«Mon personnage est d'une grande complexité» assure
Tony Jaa. «Il aspire à l'amour, mais cela ne l'empêche pas d'être impitoyable. Ce n'est pas simple de jouer cette gamme d'émotions» continue-t-il. Un véritable défi pour l'acteur, qui dans ses précédents films, n'avait selon ses propres confidences, que la colère à jouer. Auprès du professeur d'art dramatique Aew Ornchuma,
Tony Jaa apprend à étendre sa palette d'acteur et à ne pas avoir peur de montrer des émotions plus subtiles et intérieures. «Aew me taquinait et me disait que je n'étais pas obligé de hurler à chaque fois que je jouais une scène de combat. Elle me disait ne pas comprendre cette manie des cascadeurs !»
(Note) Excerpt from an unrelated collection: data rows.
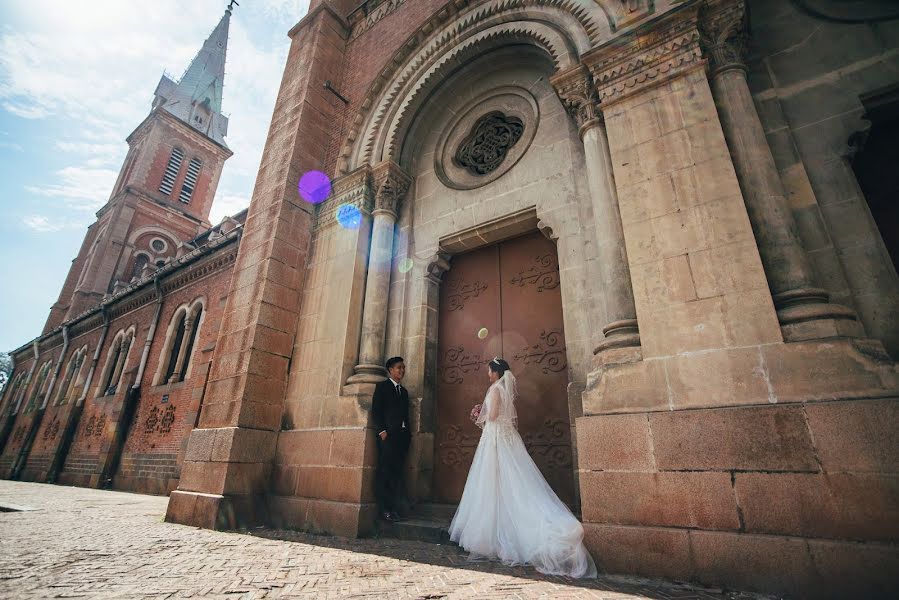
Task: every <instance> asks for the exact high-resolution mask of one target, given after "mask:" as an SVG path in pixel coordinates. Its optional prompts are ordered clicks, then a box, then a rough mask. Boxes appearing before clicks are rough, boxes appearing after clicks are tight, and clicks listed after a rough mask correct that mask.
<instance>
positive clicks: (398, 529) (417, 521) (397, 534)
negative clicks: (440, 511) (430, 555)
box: [378, 517, 450, 544]
mask: <svg viewBox="0 0 899 600" xmlns="http://www.w3.org/2000/svg"><path fill="white" fill-rule="evenodd" d="M447 525H448V523H444V522H443V521H437V520H432V519H422V518H417V517H412V518H409V519H404V520H402V521H398V522H395V523H391V522H390V521H383V520H381V521H378V529H379V534H380V537H386V538H393V539H397V540H406V541H417V542H430V543H432V544H448V543H450V541H449V533H448V532H447V530H446V528H447Z"/></svg>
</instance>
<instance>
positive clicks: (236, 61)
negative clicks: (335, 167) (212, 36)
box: [0, 0, 309, 351]
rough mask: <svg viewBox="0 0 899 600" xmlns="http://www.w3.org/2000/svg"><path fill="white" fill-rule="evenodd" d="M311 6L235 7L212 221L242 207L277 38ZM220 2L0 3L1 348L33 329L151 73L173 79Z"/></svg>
mask: <svg viewBox="0 0 899 600" xmlns="http://www.w3.org/2000/svg"><path fill="white" fill-rule="evenodd" d="M308 5H309V0H241V1H240V5H239V6H237V7H235V8H234V14H233V17H232V18H231V28H230V38H229V41H228V54H227V63H226V67H225V71H226V72H225V88H224V96H223V101H222V111H223V112H224V113H225V114H226V115H227V116H228V118H229V124H228V136H227V137H226V138H225V139H226V141H227V143H228V146H229V147H230V148H231V150H232V151H233V152H234V156H233V157H231V158H230V159H229V160H228V161H227V162H226V163H225V168H224V172H223V174H222V178H221V181H220V183H219V186H218V191H217V193H216V199H215V201H214V203H213V206H212V214H211V215H210V220H211V221H212V222H213V223H217V222H219V221H220V220H221V218H222V217H223V216H225V215H229V214H233V213H235V212H237V211H239V210H241V209H243V208H245V207H246V206H248V205H249V203H250V195H251V193H252V190H253V183H254V181H255V178H256V171H257V169H258V167H259V160H260V158H261V156H262V150H263V145H264V143H265V136H266V134H267V132H268V127H269V123H270V121H271V116H272V110H273V108H274V105H275V96H276V94H277V91H278V86H279V85H280V82H281V75H282V72H283V69H284V63H285V61H286V60H287V51H288V49H289V41H290V40H289V39H288V38H287V32H288V31H289V30H290V28H291V27H293V25H295V24H296V23H297V21H299V20H300V19H301V18H302V17H303V15H305V14H306V11H307V10H308ZM226 6H227V2H226V1H224V0H192V1H191V2H183V1H175V0H150V1H145V0H86V1H81V2H79V1H74V0H27V1H24V0H0V206H2V210H3V218H2V219H0V265H2V269H3V274H2V277H0V351H9V350H12V349H14V348H17V347H19V346H21V345H22V344H24V343H27V342H29V341H30V340H32V339H34V338H35V337H37V336H38V335H40V332H41V329H42V328H43V326H44V322H45V321H46V319H47V315H48V314H49V310H50V306H51V305H52V304H53V303H54V302H55V301H56V299H57V297H58V296H59V291H60V288H61V287H62V283H63V280H64V279H65V277H66V274H67V273H68V269H69V266H70V265H71V261H72V259H74V258H75V255H76V254H77V253H78V249H79V247H80V245H81V242H82V240H83V238H84V233H85V231H86V229H87V226H88V225H89V224H90V223H92V222H93V221H94V220H95V213H96V211H97V210H98V209H99V208H100V207H101V206H103V204H105V202H106V201H107V200H108V198H109V193H110V191H111V190H112V187H113V184H114V183H115V179H116V177H117V175H118V171H119V168H120V167H121V165H122V161H123V159H124V157H125V153H126V151H127V149H128V147H127V144H126V143H125V138H126V137H128V135H129V134H130V133H131V132H132V131H133V130H134V129H135V128H136V127H137V126H138V125H139V124H140V122H141V121H142V120H143V119H144V117H146V116H147V114H148V113H149V110H150V102H151V100H152V98H153V90H154V89H155V88H156V84H157V83H158V82H159V78H160V76H161V75H162V74H163V72H165V73H167V74H169V76H170V77H172V78H173V79H176V80H177V79H179V78H180V77H181V74H182V73H183V72H184V70H185V69H186V68H187V66H188V65H189V64H190V61H191V59H192V58H193V57H194V55H195V54H196V53H197V51H198V50H199V49H200V47H201V46H202V44H203V41H204V40H205V39H206V37H207V36H208V35H209V34H210V33H211V32H212V30H213V28H214V27H215V25H216V24H217V23H218V22H219V20H220V19H221V17H222V15H223V14H224V10H225V7H226Z"/></svg>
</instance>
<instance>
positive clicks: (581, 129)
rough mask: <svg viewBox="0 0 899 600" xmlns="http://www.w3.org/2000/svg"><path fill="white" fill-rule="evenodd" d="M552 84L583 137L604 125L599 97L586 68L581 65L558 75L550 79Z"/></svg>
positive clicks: (562, 103) (552, 85)
mask: <svg viewBox="0 0 899 600" xmlns="http://www.w3.org/2000/svg"><path fill="white" fill-rule="evenodd" d="M550 83H552V86H553V87H554V88H555V89H556V94H558V96H559V100H561V101H562V105H563V106H564V107H565V110H566V111H567V112H568V114H569V115H570V116H571V118H572V119H574V121H575V122H576V123H577V126H578V133H580V135H581V137H583V135H584V132H585V131H587V130H588V129H590V128H591V127H595V126H597V125H599V124H600V123H602V111H600V109H599V96H598V95H597V93H596V87H595V86H594V85H593V77H592V76H591V75H590V70H589V69H587V67H586V66H584V65H582V64H579V65H577V66H575V67H573V68H571V69H569V70H568V71H566V72H564V73H556V74H555V75H553V76H552V77H551V78H550Z"/></svg>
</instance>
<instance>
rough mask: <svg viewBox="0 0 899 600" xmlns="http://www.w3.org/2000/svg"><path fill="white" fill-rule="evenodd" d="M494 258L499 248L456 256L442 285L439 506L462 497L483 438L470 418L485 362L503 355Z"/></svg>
mask: <svg viewBox="0 0 899 600" xmlns="http://www.w3.org/2000/svg"><path fill="white" fill-rule="evenodd" d="M498 256H499V248H498V247H497V246H490V247H487V248H484V249H482V250H478V251H475V252H471V253H469V254H464V255H462V256H458V257H456V258H455V259H454V260H453V266H452V268H451V269H450V270H449V271H448V272H447V273H446V274H445V275H444V276H443V283H442V284H441V286H440V319H439V333H438V341H437V361H438V365H437V398H438V400H437V423H438V426H437V428H438V431H437V440H436V443H437V453H436V454H437V458H436V462H435V465H434V488H433V489H434V494H435V499H436V500H438V501H440V502H448V503H457V502H458V501H459V499H460V498H461V497H462V490H463V489H464V488H465V479H466V477H468V469H469V467H471V460H472V458H473V457H474V451H475V448H476V447H477V445H478V440H479V439H480V436H481V430H480V429H478V427H477V426H476V425H475V424H474V423H472V422H471V420H470V419H469V418H468V415H469V413H470V411H471V407H472V406H474V405H475V404H478V403H479V402H481V401H482V400H483V398H484V393H485V391H486V389H487V385H488V381H487V364H486V363H487V361H489V360H490V359H491V358H492V357H493V356H494V355H496V354H498V353H499V352H500V350H501V347H500V336H499V330H500V312H499V311H500V297H499V294H500V286H499V281H500V279H499V260H498ZM457 267H459V268H457ZM481 330H486V333H487V335H486V336H483V334H482V336H483V339H482V338H481V337H479V336H478V332H479V331H481Z"/></svg>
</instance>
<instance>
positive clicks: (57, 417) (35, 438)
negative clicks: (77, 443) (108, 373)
mask: <svg viewBox="0 0 899 600" xmlns="http://www.w3.org/2000/svg"><path fill="white" fill-rule="evenodd" d="M100 333H101V328H99V327H98V328H96V329H93V330H91V331H88V332H85V333H83V334H81V335H79V336H77V337H74V338H72V339H70V340H69V349H68V351H67V352H66V356H65V357H64V359H63V362H62V366H61V368H60V371H59V377H58V378H57V380H56V383H55V384H54V386H53V390H52V392H51V395H50V400H49V401H48V403H47V408H46V410H45V411H44V416H43V419H42V420H41V424H40V426H39V428H38V430H37V436H36V437H35V439H34V443H33V444H32V446H31V450H30V451H29V453H28V460H27V462H26V464H25V468H24V470H23V471H22V479H24V480H26V481H42V480H43V479H44V478H45V477H46V474H47V469H48V468H49V466H50V462H51V461H52V459H53V455H54V453H55V452H56V448H57V447H58V446H59V444H60V442H61V441H62V436H63V430H64V429H65V424H66V421H67V419H68V416H69V413H71V410H72V407H73V406H74V405H75V404H76V403H77V401H78V398H80V397H81V394H82V392H83V391H84V383H86V378H87V374H88V371H89V370H90V363H91V359H92V358H93V353H94V350H95V349H96V347H97V343H98V342H99V339H100ZM85 345H86V346H87V352H86V354H85V358H84V363H83V364H82V366H81V370H80V377H81V378H82V379H84V382H82V384H81V385H77V380H76V384H75V385H73V386H72V391H71V394H72V396H71V398H70V399H69V400H68V402H67V403H66V404H62V405H59V404H57V398H58V393H59V391H60V386H62V385H64V383H65V377H66V370H67V369H68V366H69V361H70V360H71V359H72V357H73V356H74V355H75V353H76V352H77V351H78V350H79V349H80V348H82V347H84V346H85ZM75 377H76V378H78V377H79V373H76V374H75Z"/></svg>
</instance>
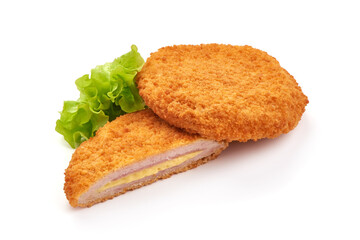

Cette sérénité du jeu, qu'il a parfaite auprès de ses partenaires Sarunyu Wongkrachang et
Sorapong Chatree, transpire dans la scène où Tien/Jaa s'adonne au Khon, la danse ancestrale thaïlandaise. «L'étude de cet art l'a mené sur le chemin de la méditation et de la transe, et lui a permis d'atteindre la paix intérieure» assure
Panna Rittikrai, le maître de Jaa. Une combinaison de fureur et de subtilité qui fait du héros d’
Ong Bak 2, La Naissance Du Dragon un personnage inédit, dont les préoccupations existentielles se dégagent autant des scènes dramatiques que de celles de combat.